Hal ini merupakan kemajuan besar dalam sistem yang sudah ketinggalan zaman, yang mana sebagian besar kesejahteraan didistribusikan secara fisik dan, karena korupsi, biasanya gagal mencapai penerimanya. Tingkat kemiskinan (proporsi orang yang hidup dengan pendapatan kurang dari $2,15 per hari), telah turun dari 19% pada tahun 2015 menjadi 12% pada tahun 2021, menurut Bank Dunia.
Digitalisasi mungkin juga menarik lebih banyak aktivitas keuangan ke sektor formal. Begitu pula dengan kebijakan keuangan khas Mr Modi lainnya: pajak barang dan perusahaan nasional (GST), yang disahkan pada tahun 2017, yang menyatukan berbagai pungutan negara di seluruh negeri. Perpaduan antara dana homogen dan program pajak telah membawa India lebih dekat ke pasar tunggal nasional dibandingkan sebelumnya.

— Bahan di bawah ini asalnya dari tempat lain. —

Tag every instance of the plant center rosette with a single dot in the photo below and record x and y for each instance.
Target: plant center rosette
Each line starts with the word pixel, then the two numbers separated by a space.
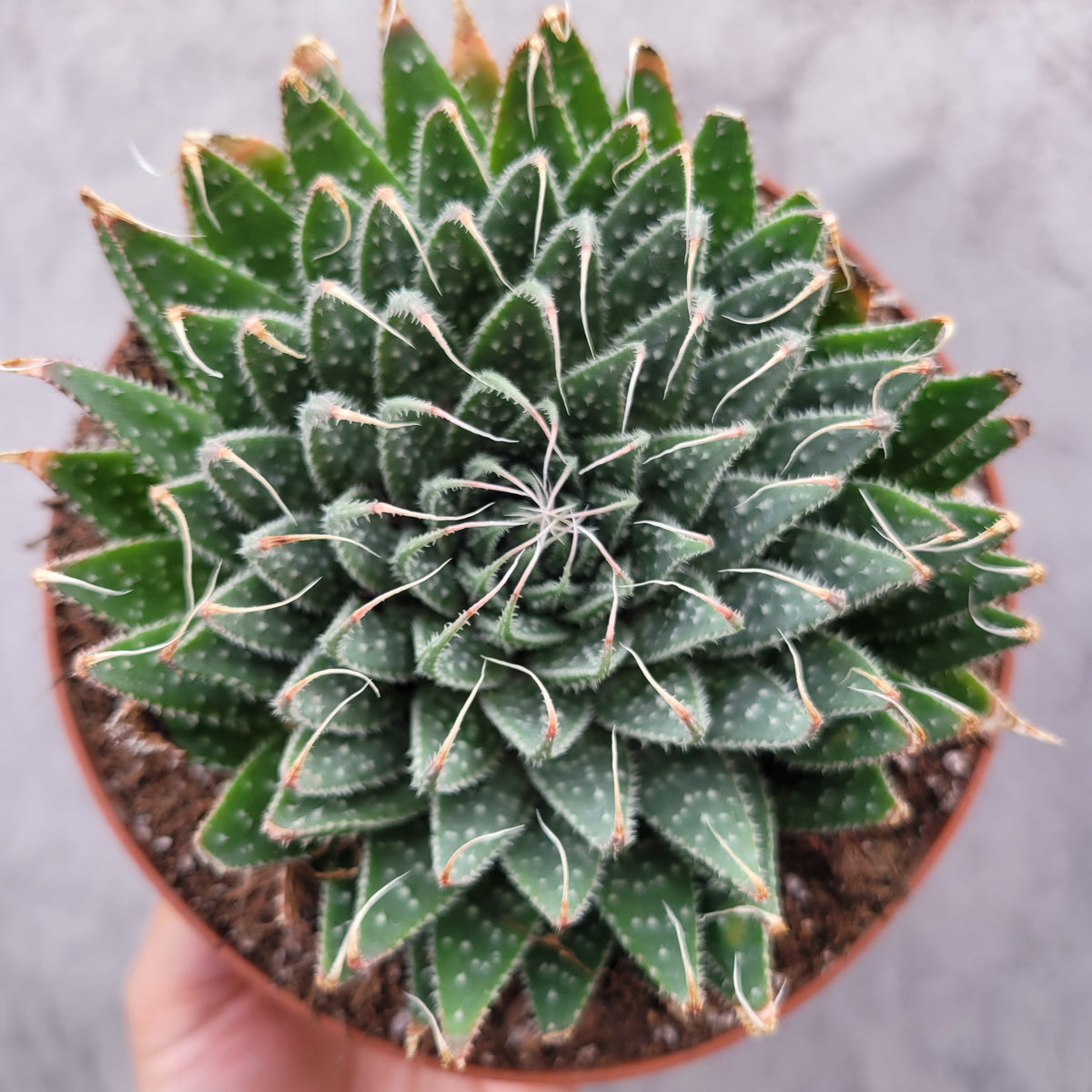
pixel 533 518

Hal ini membuat menjalankan usaha menjadi lebih sederhana—tujuan kedua Modi. GST telah menjadi “pengubah keadaan”, kata B. Santhanam, bos regional Saint-Gobain, produsen besar Perancis dengan investasi besar-besaran di negara bagian Tamil Nadu di bagian selatan. “Perdana Menteri mengerti,” kata salah satu pemerintah manufaktur berpengalaman lainnya, mengacu pada perlunya mengurangi birokrasi. Pemerintah juga telah menginvestasikan banyak uang untuk infrastruktur fisik, seperti jalan dan jembatan. Pendanaan publik melonjak dari sekitar 3,5%. PDB pada tahun 2019 menjadi hampir 4,5% pada tahun 2022 dan 2023.
Hasilnya benar-benar terwujud. Pak Subramanian baru-baru ini menulis itu, sebagai bagian dari PDB, pada tahun 2023 pendapatan internet dari rezim pajak baru melebihi pendapatan sistem lama. Hal ini terjadi ketika tarif pajak pada banyak barang turun. Uang tambahan yang masuk tanpa mempedulikan penurunan biaya menunjukkan bahwa sistem keuangan sebenarnya sedang melakukan formalisasi.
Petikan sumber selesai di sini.